Help Center/ MapReduce Service/ Component Operation Guide (LTS)/ Using Spark/Spark2x/ Common Issues About Spark/ Spark SQL and DataFrame/ Why Does 16 Terabytes of Text Data Fails to Be Converted into 4 Terabytes of Parquet Data?
Updated on 2023-04-28 GMT+08:00

Why Does 16 Terabytes of Text Data Fails to Be Converted into 4 Terabytes of Parquet Data?

Question

When the default configuration is used, 16 terabytes of text data fails to be converted into 4 terabytes of parquet data, and the error information below is displayed. Why?
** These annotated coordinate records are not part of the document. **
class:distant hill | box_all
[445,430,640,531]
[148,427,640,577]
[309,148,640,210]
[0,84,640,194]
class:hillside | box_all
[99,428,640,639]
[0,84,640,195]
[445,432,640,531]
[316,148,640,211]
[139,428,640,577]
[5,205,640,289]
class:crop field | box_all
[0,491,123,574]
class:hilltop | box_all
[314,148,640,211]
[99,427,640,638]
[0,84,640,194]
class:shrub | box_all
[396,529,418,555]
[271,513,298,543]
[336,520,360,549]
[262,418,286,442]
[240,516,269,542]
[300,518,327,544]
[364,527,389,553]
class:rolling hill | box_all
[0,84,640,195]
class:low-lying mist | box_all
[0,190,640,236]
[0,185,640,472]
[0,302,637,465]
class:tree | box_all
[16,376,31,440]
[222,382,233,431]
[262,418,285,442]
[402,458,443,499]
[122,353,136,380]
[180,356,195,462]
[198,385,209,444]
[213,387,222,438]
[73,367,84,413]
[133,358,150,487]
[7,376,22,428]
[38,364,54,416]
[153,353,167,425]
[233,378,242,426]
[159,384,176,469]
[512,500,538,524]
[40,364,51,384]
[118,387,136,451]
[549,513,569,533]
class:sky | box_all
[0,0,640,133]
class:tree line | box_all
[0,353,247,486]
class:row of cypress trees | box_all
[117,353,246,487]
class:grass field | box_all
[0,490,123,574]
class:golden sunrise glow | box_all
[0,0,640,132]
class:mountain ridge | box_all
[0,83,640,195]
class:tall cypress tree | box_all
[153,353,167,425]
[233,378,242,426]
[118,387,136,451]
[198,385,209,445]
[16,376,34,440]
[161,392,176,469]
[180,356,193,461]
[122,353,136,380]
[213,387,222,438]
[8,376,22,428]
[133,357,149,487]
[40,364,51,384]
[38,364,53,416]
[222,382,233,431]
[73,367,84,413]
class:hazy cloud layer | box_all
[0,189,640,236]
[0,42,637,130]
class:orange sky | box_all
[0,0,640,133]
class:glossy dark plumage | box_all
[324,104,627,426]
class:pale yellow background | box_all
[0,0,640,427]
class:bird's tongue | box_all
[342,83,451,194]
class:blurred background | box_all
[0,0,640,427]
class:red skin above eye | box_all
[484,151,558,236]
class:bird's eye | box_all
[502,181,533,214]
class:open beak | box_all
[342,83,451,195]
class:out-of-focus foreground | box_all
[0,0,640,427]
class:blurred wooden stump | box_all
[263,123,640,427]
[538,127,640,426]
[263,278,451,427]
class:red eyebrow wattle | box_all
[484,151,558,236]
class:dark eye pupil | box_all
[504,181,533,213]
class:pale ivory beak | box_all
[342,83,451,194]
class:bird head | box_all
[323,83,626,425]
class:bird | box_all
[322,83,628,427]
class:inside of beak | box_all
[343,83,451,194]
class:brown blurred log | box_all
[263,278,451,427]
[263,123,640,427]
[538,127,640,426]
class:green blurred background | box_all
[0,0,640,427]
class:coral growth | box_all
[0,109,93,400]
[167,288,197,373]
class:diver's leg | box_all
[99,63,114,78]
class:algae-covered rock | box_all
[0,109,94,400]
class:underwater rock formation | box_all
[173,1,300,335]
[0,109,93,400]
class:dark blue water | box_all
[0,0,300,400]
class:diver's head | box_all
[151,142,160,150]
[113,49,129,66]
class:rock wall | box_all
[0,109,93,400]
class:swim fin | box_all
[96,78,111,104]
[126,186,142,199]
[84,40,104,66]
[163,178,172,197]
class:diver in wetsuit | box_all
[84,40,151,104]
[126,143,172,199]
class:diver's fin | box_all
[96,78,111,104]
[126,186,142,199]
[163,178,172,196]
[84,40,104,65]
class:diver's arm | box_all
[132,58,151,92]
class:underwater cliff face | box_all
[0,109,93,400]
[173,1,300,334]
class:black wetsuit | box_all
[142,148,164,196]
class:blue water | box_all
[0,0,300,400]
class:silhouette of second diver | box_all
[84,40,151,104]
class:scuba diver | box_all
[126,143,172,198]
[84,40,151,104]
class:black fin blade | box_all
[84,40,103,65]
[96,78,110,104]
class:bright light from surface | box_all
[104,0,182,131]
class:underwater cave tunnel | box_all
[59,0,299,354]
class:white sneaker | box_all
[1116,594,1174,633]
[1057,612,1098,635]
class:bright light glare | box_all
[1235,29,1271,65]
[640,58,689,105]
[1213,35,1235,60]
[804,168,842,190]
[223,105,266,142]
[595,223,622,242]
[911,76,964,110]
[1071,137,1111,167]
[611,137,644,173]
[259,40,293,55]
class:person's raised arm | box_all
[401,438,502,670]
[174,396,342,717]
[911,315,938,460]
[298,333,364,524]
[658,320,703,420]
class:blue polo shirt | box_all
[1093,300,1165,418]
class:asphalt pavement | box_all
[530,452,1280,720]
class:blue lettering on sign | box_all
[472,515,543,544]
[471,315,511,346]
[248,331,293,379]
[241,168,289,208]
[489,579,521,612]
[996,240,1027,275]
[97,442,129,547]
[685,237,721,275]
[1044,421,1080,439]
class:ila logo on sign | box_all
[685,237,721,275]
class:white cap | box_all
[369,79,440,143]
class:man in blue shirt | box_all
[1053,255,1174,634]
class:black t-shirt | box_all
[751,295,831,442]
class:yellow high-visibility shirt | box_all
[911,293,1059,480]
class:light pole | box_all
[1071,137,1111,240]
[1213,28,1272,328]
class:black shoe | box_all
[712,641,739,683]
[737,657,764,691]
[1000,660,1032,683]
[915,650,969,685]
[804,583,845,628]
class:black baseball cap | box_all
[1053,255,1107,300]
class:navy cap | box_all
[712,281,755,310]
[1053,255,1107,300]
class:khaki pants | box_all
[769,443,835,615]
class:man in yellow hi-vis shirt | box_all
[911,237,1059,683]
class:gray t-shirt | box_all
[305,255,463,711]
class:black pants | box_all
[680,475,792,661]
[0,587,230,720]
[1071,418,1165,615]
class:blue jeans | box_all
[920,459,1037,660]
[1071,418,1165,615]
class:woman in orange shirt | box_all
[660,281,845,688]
Job aborted due to stage failure: Task 2866 in stage 11.0 failed 4 times, most recent failure: Lost task 2866.6 in stage 11.0 (TID 54863, linux-161, 2): java.io.IOException: Failed to connect to /10.16.1.11:23124
at org.apache.spark.network.client.TransportClientFactory.createClient(TransportClientFactory.java:214)
at org.apache.spark.network.client.TransportClientFactory.createClient(TransportClientFactory.java:167)
at org.apache.spark.network.netty.NettyBlockTransferService$$anon$1.createAndStart(NettyBlockTransferService.scala:92)

Table 1 lists the default configuration.

Table 1 Parameter Description

Parameter

Description

Default Value

spark.sql.shuffle.partitions

Number of shuffle data blocks during the shuffle operation.

200

spark.shuffle.sasl.timeout

Timeout interval of SASL authentication for the shuffle operation. Unit: second

120s

spark.shuffle.io.connectionTimeout

Timeout interval for connecting to a remote node during the shuffle operation. Unit: second

120s

spark.network.timeout

Timeout interval for all network connection operations. Unit: second

360s

Answer

The current data volume is 16 TB, but the number of partitions is only 200. As a result, each task is overloaded and the preceding problem occurs.

To solve the preceding problem, you need to adjust the parameters.

  • Increase the number of partitions to divide the task into smaller ones.
  • Increase the timeout interval during task execution.

Configure the following parameters in the spark-defaults.conf file on the client:

Table 2 Parameter Description

Parameter

Description

Recommended Value

spark.sql.shuffle.partitions

Number of shuffle data blocks during the shuffle operation.

4501

spark.shuffle.sasl.timeout

Timeout interval of SASL authentication for the shuffle operation. Unit: second

2000s

spark.shuffle.io.connectionTimeout

Timeout interval for connecting to a remote node during the shuffle operation. Unit: second

3000s

spark.network.timeout

Timeout interval for all network connection operations. Unit: second

360s